Research indicated strong user sensitivity about monetization during our subscription transition. The data was clear: users felt they were "already paying enough." This led to a conservative marketplace integration:

The "Safe" Approach:

  • Dedicated marketplace tab in sidebar
  • Subtle icon in elements panel
  • Template suggestions during file creation

 

I advocated for mixing paid and free content within existing tools, but the research data seemed to support the safe approach. Without counter-evidence, I couldn't win that argument.

The Reality Check

When users explored the marketplace itself, they discovered free subscriber content and felt valued. But the entry points (template library, elements panel) still felt like advertising rather than creative enhancement. We'd solved half the problem.

Data Post-Launch

Users who found marketplace through contextual creation tools (stickers panel and tape tool during editing) showed much higher engagement than those entering via sidebar. They saw value of digital stationery in-app, but only after overcoming the initial "this is a store" perception.

Course Correction

With this data, I pushed for deeper integration. Instead of separate entry points leading to subscriber benefits, why not surface that value immediately within tools? Mix free subscriber content with regular tools so the value is discovered naturally, not after clicking through to a "store."
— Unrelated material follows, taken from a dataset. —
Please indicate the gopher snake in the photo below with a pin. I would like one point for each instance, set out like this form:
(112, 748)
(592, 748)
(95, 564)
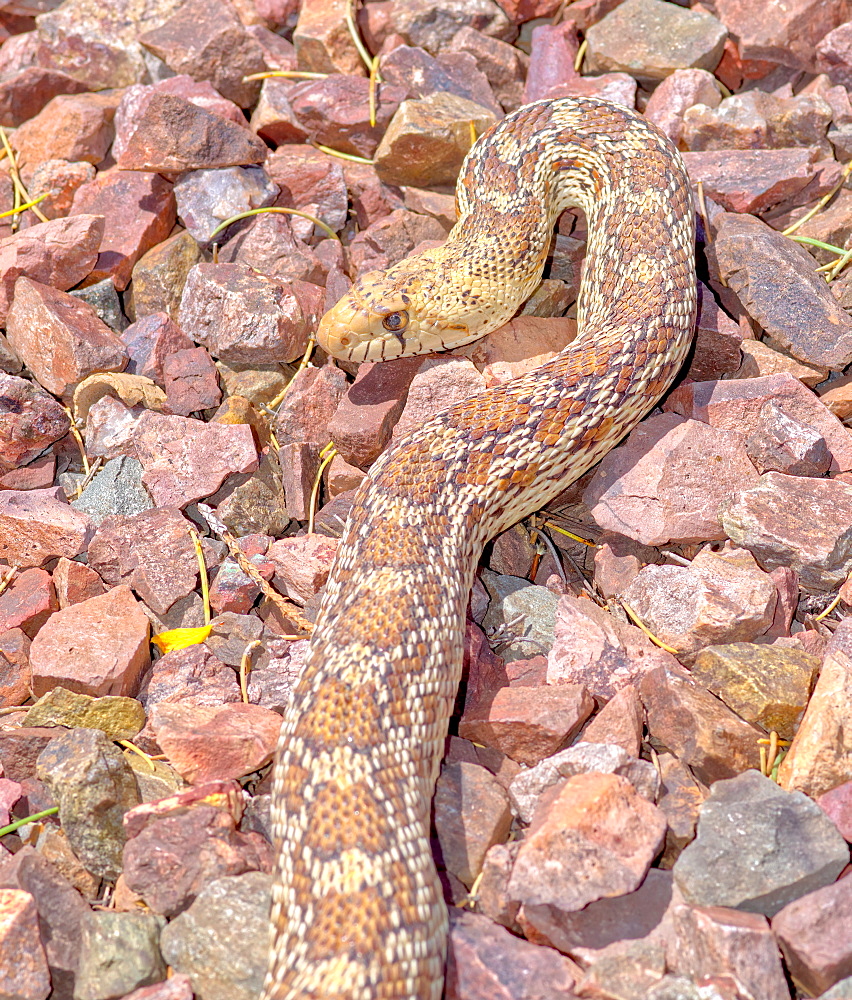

While I can't share metrics or designs before public launch (NDA), early indicators show this native integration—where marketplace content appears seamlessly within creation workflows—will fundamentally improve both perception and performance.

Two years later, the Marketplace’s went cross-platform, had huge partnerships with Disney, BTS, Hello Kitty, generating millions in revenue. The stickers I drew are still top downloads. The component system is a standard.

 

But the biggest achievement? Realizing that sometimes the "safe" choice based on research is actually the riskiest path. Real safety comes from building flexibility to adapt when reality doesn't match research.